Conference offers teens tools for defending faith

KINGSTON, ON—Canadian and American youth groups are joining together on October 3 for a live simulcast conference on defending their faith.

Titled "The Big Dig" and hosted by Focus on the Family, the conference features Lee Strobel and Mark Mittleberg. It aims to help equip teenagers and their parents to tackle tough questions on Jesus, the Bible, relativism and science—and also help them learn to handle tough people.

Carol Tomalty wanted her teenage sons to be able attend the conference, so she approached her church, Bayridge Alliance, about hosting the event.

"Both of my kids are in high school," Tomalty says, "and I think they need to know how to defend their faith in a way that makes sense. When people think of apologetics they think of something that is boring and confrontational, but it's not that at all. It's just being aware of the amazing way we can use the same rules of evidence that scientists do to defend our faith."

This is the first year Focus on the Family will run a simulcast of the event, which originally took place in the summer. Bayridge is one of three Canadian churches showing the simulcast, along with churches in Sault Ste Marie and Halifax.

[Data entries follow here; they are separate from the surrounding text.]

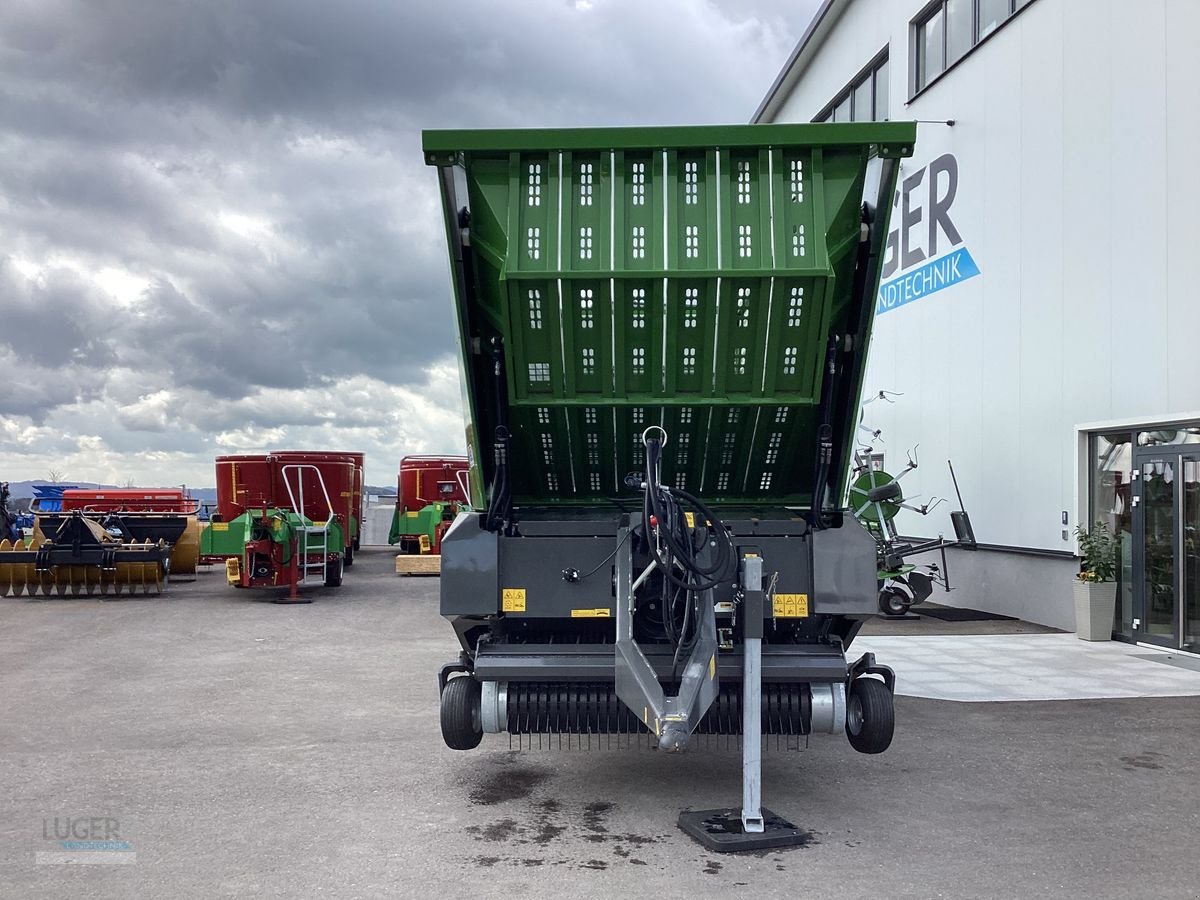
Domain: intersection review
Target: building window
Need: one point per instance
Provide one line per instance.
(864, 100)
(948, 29)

"If one has a belief, they are responsible for defending it," says Tomalty's 16-year-old son, Chris. "While we are taught to live by faith, reason must be employed to show that this is not merely superstitious nonsense, but a clear and intelligent view on the world around us."

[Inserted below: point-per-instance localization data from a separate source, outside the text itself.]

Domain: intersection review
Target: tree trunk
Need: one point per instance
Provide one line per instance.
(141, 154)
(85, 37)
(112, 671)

His brother Garrett, 14, says he hopes the event will answer the question, "What is the point of being a Christian in this day and age?"

"People always concentrate on being defensive about things," he says. "Christians are still thought of as weak and desperate to share. If we defend our faith, people may change the way they think."

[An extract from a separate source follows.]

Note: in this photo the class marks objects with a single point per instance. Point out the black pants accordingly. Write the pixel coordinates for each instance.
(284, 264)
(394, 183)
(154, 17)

Leon Wirth, director of youth outreach at Focus on the Family, says, "It's never too early to start preparing young people for spiritual independence. We don't want to neglect it now and then clean up the pieces of their spiritual journey later in life.

"This generation has a great reverence for questions. But when they are void of any good answers they will either fill in the blanks themselves or throw up their hands in the air and say, 'There must not be any answers.'

"Sometimes the ill-equipped Christian can be just as harmful as the opposition. Like Job's friends got some things right, but they were no help to Job, because they grossly misapplied those facts and wound up hurting the relationship instead of helping.

"We all encounter questions and pain points in our lives that just throw us for a loop. We want to equip young people to withstand the challenges, pains, and doubts that others will throw at them, and that they will go through themselves in life.

"It is about how we equip people in relationship to have conversations that are effective – to give them reason for hope, reason to believe, and reason for faith, that is practical, solid and dependable."